The Cessna 195 has three specialist shops who are good at re building airframes on proper jigs and in effect producing properly refurbished aircraft – which go for $120-150k, roughly the price of Cub Crafters refurbished Super Cub, and a fraction of a new Carbon Cub. The combination of radial technology and transport category build quality, the 195 was known as the Businessliner, makes this type likely to continue to hold value. Assuming you keep it out of the weeds. Flying magazine pilot reports of the 1950’s described handling as excellent, but then everybody was trained in tailwheels back then.
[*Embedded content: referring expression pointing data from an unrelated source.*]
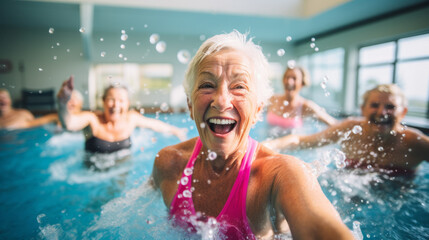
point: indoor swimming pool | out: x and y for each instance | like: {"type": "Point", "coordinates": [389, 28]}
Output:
{"type": "Point", "coordinates": [48, 193]}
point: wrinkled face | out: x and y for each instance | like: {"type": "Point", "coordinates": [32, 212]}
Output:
{"type": "Point", "coordinates": [223, 101]}
{"type": "Point", "coordinates": [292, 80]}
{"type": "Point", "coordinates": [5, 101]}
{"type": "Point", "coordinates": [116, 104]}
{"type": "Point", "coordinates": [383, 111]}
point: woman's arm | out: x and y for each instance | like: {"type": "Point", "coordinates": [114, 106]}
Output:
{"type": "Point", "coordinates": [310, 215]}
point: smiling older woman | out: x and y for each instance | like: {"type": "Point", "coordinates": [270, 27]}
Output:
{"type": "Point", "coordinates": [109, 131]}
{"type": "Point", "coordinates": [251, 191]}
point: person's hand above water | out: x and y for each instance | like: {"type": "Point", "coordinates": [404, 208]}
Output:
{"type": "Point", "coordinates": [66, 90]}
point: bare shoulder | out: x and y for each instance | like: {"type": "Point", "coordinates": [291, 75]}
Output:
{"type": "Point", "coordinates": [274, 165]}
{"type": "Point", "coordinates": [174, 157]}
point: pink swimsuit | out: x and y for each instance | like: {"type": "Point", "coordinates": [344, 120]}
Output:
{"type": "Point", "coordinates": [233, 219]}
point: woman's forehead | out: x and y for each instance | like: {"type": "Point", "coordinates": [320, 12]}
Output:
{"type": "Point", "coordinates": [227, 57]}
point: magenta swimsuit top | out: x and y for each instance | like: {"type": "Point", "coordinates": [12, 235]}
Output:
{"type": "Point", "coordinates": [233, 218]}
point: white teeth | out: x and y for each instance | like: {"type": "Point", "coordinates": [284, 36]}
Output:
{"type": "Point", "coordinates": [221, 121]}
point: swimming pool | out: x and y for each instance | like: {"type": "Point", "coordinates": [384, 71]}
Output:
{"type": "Point", "coordinates": [47, 193]}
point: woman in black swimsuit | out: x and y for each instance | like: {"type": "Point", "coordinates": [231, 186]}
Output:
{"type": "Point", "coordinates": [109, 131]}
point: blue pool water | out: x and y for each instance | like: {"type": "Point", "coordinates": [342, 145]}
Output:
{"type": "Point", "coordinates": [47, 193]}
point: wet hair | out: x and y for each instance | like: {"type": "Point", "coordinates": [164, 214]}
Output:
{"type": "Point", "coordinates": [392, 89]}
{"type": "Point", "coordinates": [305, 75]}
{"type": "Point", "coordinates": [237, 41]}
{"type": "Point", "coordinates": [114, 85]}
Many a jet captain ended up groundlooping them having let their tailwheel skills atrophy.

1200lbs useful load, 135 KTAS and 14 usgph and a 18,000 foot service ceiling.
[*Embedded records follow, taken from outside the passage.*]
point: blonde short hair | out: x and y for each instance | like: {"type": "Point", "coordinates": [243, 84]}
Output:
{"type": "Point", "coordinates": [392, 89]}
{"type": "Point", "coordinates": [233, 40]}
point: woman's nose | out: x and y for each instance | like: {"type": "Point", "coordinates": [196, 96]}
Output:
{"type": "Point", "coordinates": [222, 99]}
The above example is from Barron’s and is offered for $120k, it has the Jacobs 755-B2 engine which is the preferred engine.

http://barronaviation.com/cessna-190195lc-126-models/

http://barronaviation.com/190195-information/

Last Edited by RobertL18C at 07 Mar 21:06
Oxford (EGTK), United Kingdom

The last aircraft i sold went for less than 5% below asking price, through a UK broker.
I think it all depends on a realistic asking price.

Darley Moor, Gamston (UK)

A friend of mine is a FedEx training captain, and had a beautiful C195 plus a slightly newer C172. His routine was to complete a FedEx trip and then fly his own plane to his airpark home. The reason for owning the 172 was so he could fly home when tired… he didn’t want to land the 195 unless he was completely sharp.

C195s seem to have sold in the range of $60K to $120K forever. A guy I knew bought a nice one at a bargain price in the lower part of that range. He was careful with transition training and did OK but sadly groundlooped it later on, after which it went off to the rebuild shop under new ownership. I guess there’s a reason 195s have good support for airframe rebuilds

Piper Cubs are fashionable. They sell for much more than a Jodel DR1050, both on UK LAA Permit, both O200 engine.

Maoraigh
EGPE, United Kingdom

Here are before and afters (err the photos are in the wrong sequence :))of N1558D, the before is after a groundloop with 15-20knot quartering crosswind. The 195 was nearly uninsureable because of ground loop incidents, a result of rusty skills, poor maintenance of the brakes/tailwheel or poor airmanship. The 500-600 still operational (out of 1080 produced) seem to have been tamed somewhat due to being held to much higher maintenance standards these days.